I have been physically threatened twice, and on each occasion I knocked loudly on the driver’s door and demanded help. The help was not forthcoming, but even yobs realise that trains have drivers, and they didn’t stay to find out what might happen.

I make a point of travelling in the front carriage late at night because when there is no guard, which is most of the time, at least the driver might respond to my blood curdling screams.

The front carriage is First Class. This has a curious effect on passengers without tickets, who make a point of joining me, as long as it is after ten o’clock at night, which seems to be the national curfew hour for railway employees. Sometimes my travelling companions are just kids having a laugh, but at other times they are very drunk and pretty scary.

The only reason I insist on travelling First Class Zoo on the way home is precisely because it is the only place I can be sure of being near to a railway official. In Standard Class I would have to rely on other passengers for help, and Britain is no longer a nation of Good Samaritans.

So I travel, more in hope than certainty, with my expensive ticket that no one else bothers to buy, because we all know that there are no guards on late trains. Occasionally a Revenue Inspector gets on, throws out the other members of the First Class Zoo, wishes me a pleasant journey and disappears at the next station. As soon as he gets off, and he always gets off because he is not a Guard, the Zoo population returns, their numbers strengthened, their beers cans out, and if it is really bad, I take my First Class ticket and stand in the corridor.
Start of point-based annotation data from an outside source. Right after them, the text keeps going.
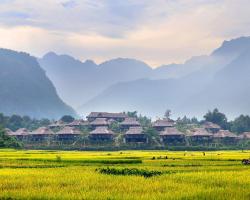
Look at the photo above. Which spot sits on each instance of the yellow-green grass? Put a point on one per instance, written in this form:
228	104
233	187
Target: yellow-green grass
72	175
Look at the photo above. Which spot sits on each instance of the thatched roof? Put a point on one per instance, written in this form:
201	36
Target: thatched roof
99	122
106	115
199	132
211	125
130	121
171	131
8	131
57	124
245	135
225	134
21	131
78	123
67	130
163	123
42	131
101	130
137	130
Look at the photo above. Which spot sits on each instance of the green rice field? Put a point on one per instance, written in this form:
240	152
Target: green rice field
39	174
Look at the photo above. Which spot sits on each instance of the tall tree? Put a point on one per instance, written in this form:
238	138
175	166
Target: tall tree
217	117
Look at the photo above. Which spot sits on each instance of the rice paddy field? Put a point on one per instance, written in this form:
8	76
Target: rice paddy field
35	174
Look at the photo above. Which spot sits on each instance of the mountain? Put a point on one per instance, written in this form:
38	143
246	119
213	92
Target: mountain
25	88
230	88
220	80
77	82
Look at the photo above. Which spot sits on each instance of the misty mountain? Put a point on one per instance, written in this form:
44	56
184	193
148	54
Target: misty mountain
77	82
25	88
230	88
220	80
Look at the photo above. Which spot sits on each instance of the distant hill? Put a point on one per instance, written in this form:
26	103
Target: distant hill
25	88
220	80
77	82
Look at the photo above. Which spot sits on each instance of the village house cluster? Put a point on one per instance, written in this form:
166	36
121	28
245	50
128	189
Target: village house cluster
99	125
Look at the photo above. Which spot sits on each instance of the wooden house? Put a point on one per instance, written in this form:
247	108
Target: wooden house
115	116
101	133
161	124
200	136
68	133
99	122
41	134
57	124
78	123
172	135
226	137
135	134
8	131
211	127
129	122
20	134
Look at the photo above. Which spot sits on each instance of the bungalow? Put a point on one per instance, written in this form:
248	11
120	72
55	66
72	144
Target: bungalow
135	134
68	133
115	116
161	124
78	123
41	134
99	122
57	124
211	127
245	136
200	136
8	131
101	133
172	135
129	122
20	134
226	137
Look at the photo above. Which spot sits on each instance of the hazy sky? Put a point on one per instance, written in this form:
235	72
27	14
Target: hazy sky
156	31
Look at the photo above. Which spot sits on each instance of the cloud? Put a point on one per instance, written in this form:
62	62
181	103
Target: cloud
69	4
160	31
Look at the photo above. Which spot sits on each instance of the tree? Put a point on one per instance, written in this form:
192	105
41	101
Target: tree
167	113
7	141
217	118
132	114
241	124
67	118
15	122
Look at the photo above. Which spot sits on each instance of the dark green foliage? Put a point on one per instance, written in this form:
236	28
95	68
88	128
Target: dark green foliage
144	121
26	90
67	118
217	117
15	122
7	141
129	172
132	114
115	127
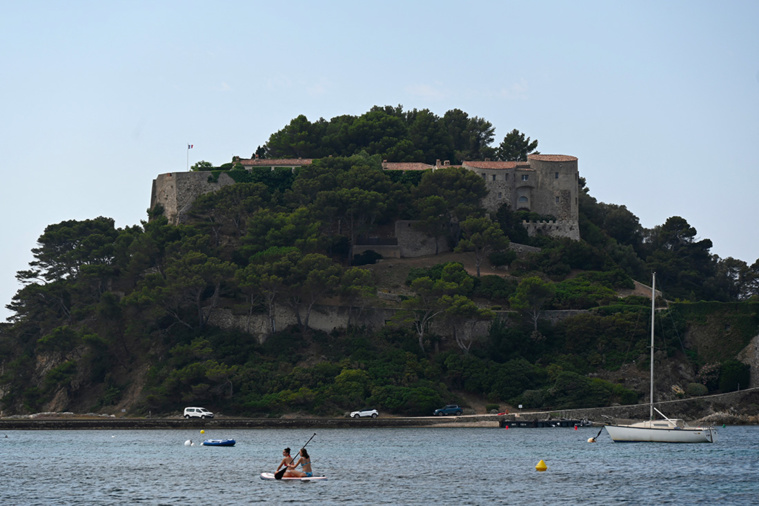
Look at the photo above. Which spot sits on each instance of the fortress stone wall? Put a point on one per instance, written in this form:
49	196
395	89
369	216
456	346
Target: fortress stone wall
176	191
544	184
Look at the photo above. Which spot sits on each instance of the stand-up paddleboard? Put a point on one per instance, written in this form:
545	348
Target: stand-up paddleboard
270	476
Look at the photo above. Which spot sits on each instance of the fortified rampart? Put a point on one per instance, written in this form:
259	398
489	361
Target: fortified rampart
176	191
544	184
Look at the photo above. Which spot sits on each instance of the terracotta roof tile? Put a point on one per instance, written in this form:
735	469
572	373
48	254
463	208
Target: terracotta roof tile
275	162
490	165
406	166
552	158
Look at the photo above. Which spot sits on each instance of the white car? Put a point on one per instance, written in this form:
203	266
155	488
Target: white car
197	413
365	412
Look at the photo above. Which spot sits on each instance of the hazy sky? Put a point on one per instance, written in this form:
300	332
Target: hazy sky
658	100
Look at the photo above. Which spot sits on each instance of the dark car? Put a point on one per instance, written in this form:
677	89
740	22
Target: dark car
450	409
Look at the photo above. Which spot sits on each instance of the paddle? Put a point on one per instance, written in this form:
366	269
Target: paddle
279	474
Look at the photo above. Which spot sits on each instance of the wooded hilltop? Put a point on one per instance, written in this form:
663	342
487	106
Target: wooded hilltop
111	319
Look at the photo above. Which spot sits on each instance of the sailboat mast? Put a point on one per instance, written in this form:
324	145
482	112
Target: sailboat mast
653	306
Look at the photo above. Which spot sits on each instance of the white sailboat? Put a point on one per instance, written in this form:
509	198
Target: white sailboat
659	431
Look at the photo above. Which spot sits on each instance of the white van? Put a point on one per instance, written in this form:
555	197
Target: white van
197	413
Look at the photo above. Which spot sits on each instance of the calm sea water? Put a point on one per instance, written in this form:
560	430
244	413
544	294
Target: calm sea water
375	466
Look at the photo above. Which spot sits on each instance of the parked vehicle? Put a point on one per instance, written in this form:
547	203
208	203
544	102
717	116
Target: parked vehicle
365	412
451	409
197	413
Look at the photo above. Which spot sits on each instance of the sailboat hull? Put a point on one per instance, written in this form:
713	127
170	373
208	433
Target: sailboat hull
632	434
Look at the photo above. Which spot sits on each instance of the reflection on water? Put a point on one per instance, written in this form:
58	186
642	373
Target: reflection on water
375	466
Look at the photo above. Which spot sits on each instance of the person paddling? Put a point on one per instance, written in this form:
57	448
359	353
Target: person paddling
286	461
305	463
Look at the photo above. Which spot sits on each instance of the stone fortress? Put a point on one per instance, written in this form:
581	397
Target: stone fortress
544	184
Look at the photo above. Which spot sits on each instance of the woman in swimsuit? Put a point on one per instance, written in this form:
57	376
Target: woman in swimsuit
286	461
305	463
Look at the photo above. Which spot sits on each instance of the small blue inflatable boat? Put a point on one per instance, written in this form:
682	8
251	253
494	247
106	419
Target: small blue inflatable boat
219	442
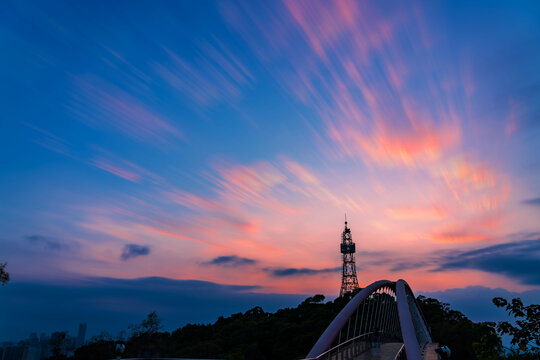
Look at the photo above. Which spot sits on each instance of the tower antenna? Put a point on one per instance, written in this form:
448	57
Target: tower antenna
349	281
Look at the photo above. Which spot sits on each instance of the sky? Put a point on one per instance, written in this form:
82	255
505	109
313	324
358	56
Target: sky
223	143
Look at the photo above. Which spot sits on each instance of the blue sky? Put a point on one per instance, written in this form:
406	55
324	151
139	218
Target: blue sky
148	140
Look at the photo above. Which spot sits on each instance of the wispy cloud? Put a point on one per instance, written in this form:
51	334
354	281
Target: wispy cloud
231	261
217	74
48	242
533	201
518	260
133	250
286	272
104	106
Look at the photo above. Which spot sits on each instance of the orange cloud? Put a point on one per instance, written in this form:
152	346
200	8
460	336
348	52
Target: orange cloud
417	213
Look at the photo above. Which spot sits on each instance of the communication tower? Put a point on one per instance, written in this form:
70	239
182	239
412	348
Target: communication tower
349	282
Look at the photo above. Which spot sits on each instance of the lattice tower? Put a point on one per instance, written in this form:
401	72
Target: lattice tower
349	281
So when I hear this week that crime on the railways has risen by 30% in the last seven years, and that sexual assaults on women have risen by around 50%, I am not surprised. No frequent traveller will be surprised.

When I hear that passenger safety is the main concern of those who run the trains, I am very surprised indeed. Revenue is the main concern of the railways. My own impression is that passenger safety is the responsibility of the passenger.

It is a fact that there are too few guards on trains. The introduction of electronic ticket barriers was designed to make sure that passengers buy tickets when there are no guards to check them. Barriers do not help passengers; they make our journey more stressful as we struggle to leave enough time to queue for a ticket, and they are flashpoints of anger. I regularly see someone knocked aside as a commuter barges through to catch his train. He wants to get home – who can blame him, and he suffers enough misery on his overcrowded dirty train as it is. How much better it would be if we could all jump on, expecting to see a guard, and perhaps paying a surcharge if we do not have a ticket. This system works for the Heathrow Express, why can’t it work on the rest of our trains?

At night, with no staff around, gangs just jump the barriers. Result? Hoards of yobs with no tickets and passengers with no help. A friendly guard once told me it was not ‘cost-effective’ for trains and stations to be staffed at night.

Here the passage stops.